Let dim $$X$$ denote the Lebesgue covering dimension for a topological space $$X$$. Now a result in common books concerning dimension theory states the following:

If $$X$$ is a normal topological space, then

1) dim $$X\leq n$$

if and only if

2) every continuous function $$f : X → {\mathbb{R}}^{n+1}$$ can be approximated arbitrarily closely by continuous functions which do not contain the origin in their range.
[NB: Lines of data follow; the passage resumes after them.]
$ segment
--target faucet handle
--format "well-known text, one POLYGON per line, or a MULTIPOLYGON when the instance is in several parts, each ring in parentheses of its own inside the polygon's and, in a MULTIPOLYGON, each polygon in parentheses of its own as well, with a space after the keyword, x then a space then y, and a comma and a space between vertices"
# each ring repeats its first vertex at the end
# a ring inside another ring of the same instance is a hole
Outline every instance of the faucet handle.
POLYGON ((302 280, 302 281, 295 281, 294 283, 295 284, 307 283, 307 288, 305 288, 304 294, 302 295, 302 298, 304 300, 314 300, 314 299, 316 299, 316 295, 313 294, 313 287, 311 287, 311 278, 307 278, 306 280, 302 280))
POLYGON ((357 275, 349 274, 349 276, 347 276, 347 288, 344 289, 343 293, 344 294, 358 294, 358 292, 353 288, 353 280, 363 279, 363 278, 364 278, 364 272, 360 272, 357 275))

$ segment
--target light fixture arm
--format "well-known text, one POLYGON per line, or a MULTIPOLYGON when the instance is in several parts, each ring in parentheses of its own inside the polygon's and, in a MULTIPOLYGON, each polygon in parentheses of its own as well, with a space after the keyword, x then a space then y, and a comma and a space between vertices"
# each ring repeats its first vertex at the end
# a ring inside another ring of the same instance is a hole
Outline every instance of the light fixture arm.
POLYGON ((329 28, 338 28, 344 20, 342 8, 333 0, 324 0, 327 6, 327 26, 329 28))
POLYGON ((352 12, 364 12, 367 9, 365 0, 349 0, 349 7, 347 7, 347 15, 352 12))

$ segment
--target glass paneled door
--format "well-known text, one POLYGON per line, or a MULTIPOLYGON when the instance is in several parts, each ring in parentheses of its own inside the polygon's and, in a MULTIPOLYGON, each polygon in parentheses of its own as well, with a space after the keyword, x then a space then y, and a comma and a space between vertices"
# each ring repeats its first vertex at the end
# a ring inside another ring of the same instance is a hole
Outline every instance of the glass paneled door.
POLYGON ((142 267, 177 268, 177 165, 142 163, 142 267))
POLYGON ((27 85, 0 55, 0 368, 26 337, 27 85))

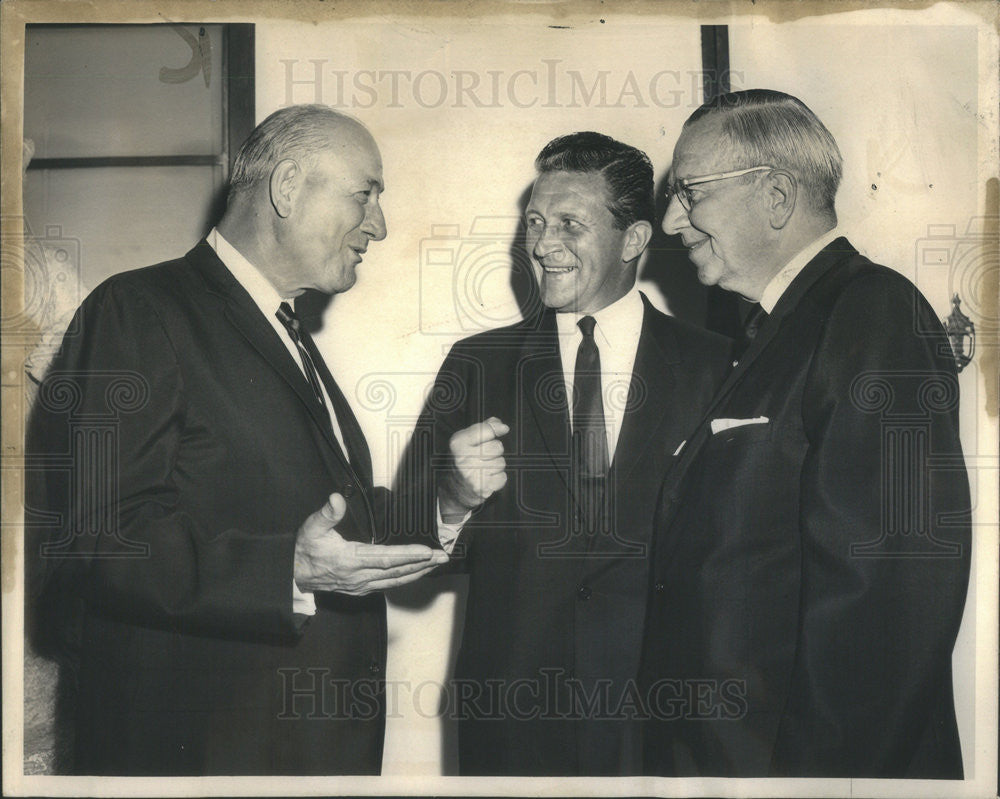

I have clearly understood the definition of covering dimension of a space. I am not able to picture the result. I am not able to connect the two notions 1) and 2). Can anyone help get a better understanding with a basic example?

• Intuitively this is almost trivial: say, if you continuously map a line to the plane and accidentally hit the origin then you can perturb the map arbitrarily slightly and the origin will be missed. While if you, say, map to the plane a disk and the origin is in the image then you might have quite some way to go until the origin gets out of it – მამუკა ჯიბლაძე Oct 3 '18 at 13:50

This works best via the theorem on partitions (Theorem 7.2.15 in Engelking's General Topology): $$\dim X\le n$$ iff for every sequence $$(A_1,B_1)$$, ..., $$(A_n,B_n)$$, $$(A_{n+1},B_{n+1})$$ of pairs of disjoint closed sets there is a sequence $$(U_1,V_1)$$, ..., $$(U_n,V_n)$$, $$(U_{n+1},V_{n+1})$$ of pairs of disjoint open sets, with $$A_i\subseteq U_i$$ and $$B_i\subseteq V_i$$ for all $$i$$, such that $$\bigcap_{i=1}^{n+1}L_i=\emptyset$$, where $$L_i=X\setminus(U_i\cup V_i)$$.
Your condition implies $$\dim X\le n$$ by considering continuous $$f_i:X\to[-1,1]$$ with $$f_i[A_i]=\{-1\}$$ and $$f_i[B_i]=\{1\}$$; use a function $$g$$ that is closer than $$1/3$$ to $$(f_1,\ldots,f_n,f_{n+1})$$ and that avoids the origin to create the $$U_i$$ and $$V_i$$.
Conversely, given $$f$$ let $$\varepsilon>0$$ and consider the closed sets $$A_i=\{x:f_i(x)\le-\varepsilon\}$$ and $$B_i=\{x:f_i\ge\varepsilon\}$$; find the $$U_i$$, $$V_i$$ and $$L_i$$ and use Urysohn functions $$g_i$$ that satisfy $$g[A_i]=\{-\varepsilon\}$$, $$g_i[L_i]=\{0\}$$ and $$g_i[B_i]=\{\varepsilon\}$$ to change $$f$$ outside the union of the $$A_i$$s and $$B_i$$s so as to avoid the origin.
For a concrete case look at maps from the unit interval to the plane; these can be approximated uniformly by piecewise linear maps and it is always possible to change the latter so as to avoid the origin. This can even be done with a surjective map from $$[-1,1]$$ onto the square $$[-1,1]^2$$.